CloudCamp was full of interesting ideas, but my takeaway was quite basic. Cloud Computing needs lightweight SQL databases that are baked into the stack. This sounds a lot like MySQL, but MySQL is not simple any more. We need a simple relational database that partitions data across hosts and has built-in availability along the lines of SimpleDB's eventual consistency. As far as I know it does not exist yet. So who is building that database?

4 comments:

Anonymous said...

Drizzle :)

Anonymous said...

Let me first say that the relational model was actually designed for this. If you recall, it discusses the fact that users should be unconcerned with issues like storage implementation. The usual example is the idea that interacting with a view or a table should be indistinguishable from the users standpoint, bot there's no reason this can't be taken further to mean knowing which database your getting data from. This is what SQL/MED is supposed to bring to the table, but we're still quite a ways off from seeing any useful implementations of it.

OTOH, if your programming model involves application interacting with a database through stored procedures, this is what pl/proxy gives you (or tries to at least) today. All of the multi-server complexity is hidden to the programmer, who just calls the database functions, and they do all the work; if your application talks to 1 or 100 databases, it makes no difference to you as a programmer.

Robert Hodges said...

Indeed, that separation of concerns is exactly why it's so hard to give up SQL. It's still amazing to me how clearly Codd understood this issue.

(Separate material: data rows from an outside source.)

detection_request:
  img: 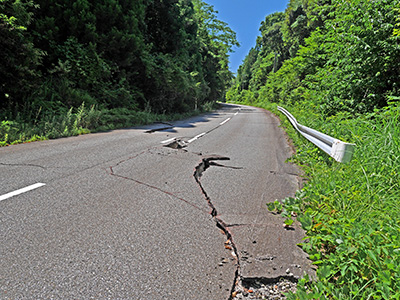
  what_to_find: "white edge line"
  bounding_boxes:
[161,138,176,144]
[0,182,46,201]
[219,118,231,125]
[188,132,206,143]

Your point about stored procs gets to the heart of the matter--pl/proxy gives you local SQL access (within the procedure) while putting availability on top in a non-SQL model. However, that gets back to a point made in the post, which is that availability tends to be an add-on for SQL. (It's unclear how SQL/MED deals with this problem but I only just started reading about it.)

So I'm curious whether you can build availability directly into the relational model the way that BigTable does. The fact that multiple copies of data cannot be guaranteed to be consistent flies in the face of dearly held SQL notions like read consistency. A SQL implementation would therefore look like ACID but with at least a couple letters missing. It's hard to see how you can square such an availability model with transactions. Maybe something like PL/Proxy is in fact the only way.

Marius said...

How about ScimoreDB?

For clustering uses functional data shipment. Data partitioning, execution and merging done in parallel. Distributed query described by own language (T-DQL) which is auto generated from SQL.